18

I have a data set of time series data. I'm looking for an annotation (or labeling) tool to visualize it and to be able to interactively add labels on it, in order to get annotated data that I can use for supervised ML.

E.g. the input data is a csv-file and the output is another csv-file of the format timestamp,label.

Therefore I need something like this:

  1. to visualize data
  2. to select a specific area
  3. output the labels with timestamps

As an example:

An example

Building such a tool in python will not take too long, however I was just wondering how other people solve this problem and maybe there are already nice OS tools for doing this. Thank you!

mibrl12
  • 283
  • 1
  • 2
  • 5

7 Answers7

15

Update: we have updated TRAINSET to include the ability to upload multiple series as well as apply multiple labels! See demo in GIF below.

We had this same problem again and again at Geocene, so we came up with this open-source web app called TRAINSET. You can use TRAINSET to brush labels onto time series data. You import data in a defined CSV format, then label the data, and export a labeled CSV. You can also import a pre-labeled CSV if you're really just trying to refine labels. You can use the hosted version of TRAINSET at https://trainset.geocene.com or you can deploy it yourself by following the readme at https://github.com/geocene/trainset

![Brushing and labeling time series data with TRAINSET to create a training set for machine learning.

daterdots
  • 166
  • 1
  • 4
5

A little bit too late to the party but it's better than never. We've released a major version update to our time-series data labeling tool called Label Studio.

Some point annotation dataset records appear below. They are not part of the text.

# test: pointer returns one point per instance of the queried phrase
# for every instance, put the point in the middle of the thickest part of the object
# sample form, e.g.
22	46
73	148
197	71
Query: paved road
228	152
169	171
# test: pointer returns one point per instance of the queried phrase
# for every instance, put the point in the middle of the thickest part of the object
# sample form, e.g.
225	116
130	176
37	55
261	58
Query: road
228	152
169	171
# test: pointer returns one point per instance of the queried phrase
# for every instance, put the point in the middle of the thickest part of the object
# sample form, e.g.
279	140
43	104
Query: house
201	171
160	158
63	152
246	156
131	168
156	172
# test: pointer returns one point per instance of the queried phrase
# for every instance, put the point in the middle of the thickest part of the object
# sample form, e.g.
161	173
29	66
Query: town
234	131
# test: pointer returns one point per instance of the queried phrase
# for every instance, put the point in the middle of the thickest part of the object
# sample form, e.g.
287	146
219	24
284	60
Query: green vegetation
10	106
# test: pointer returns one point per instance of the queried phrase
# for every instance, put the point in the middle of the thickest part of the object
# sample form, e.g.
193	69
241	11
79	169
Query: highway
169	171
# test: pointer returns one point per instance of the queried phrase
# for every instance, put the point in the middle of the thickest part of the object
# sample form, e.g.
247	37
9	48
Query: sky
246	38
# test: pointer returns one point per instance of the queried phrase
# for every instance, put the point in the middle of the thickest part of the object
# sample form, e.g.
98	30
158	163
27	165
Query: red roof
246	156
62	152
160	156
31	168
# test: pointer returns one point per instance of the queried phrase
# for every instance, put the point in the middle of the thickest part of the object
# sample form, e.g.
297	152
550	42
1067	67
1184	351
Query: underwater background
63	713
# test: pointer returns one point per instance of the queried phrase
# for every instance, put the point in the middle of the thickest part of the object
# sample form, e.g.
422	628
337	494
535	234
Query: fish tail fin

Now it supports a variable number of channels with millions of data points in each, with zoom/pan, region labeling, and instance (single event) labeling.

It works with different time-series data types, for example, time may come as a float or as a strangely formatted date, has multi-user support, and multi-label classification.

time-series data labeling

Please visit https://heartex.ai for the commercial version and https://labelstud.io/ for the open-source (right now needs some hand compiling)

4

I am currently developing a set of tools to annotate and detect patterns in time series data: https://github.com/avenix/WDK

check the AnnotationApp in 1-Annotation

3

I also need such a tool to annotate data but did not found any suitable tool. Therefore, i wrote a small python app by myself, just abused matplotlib for this task.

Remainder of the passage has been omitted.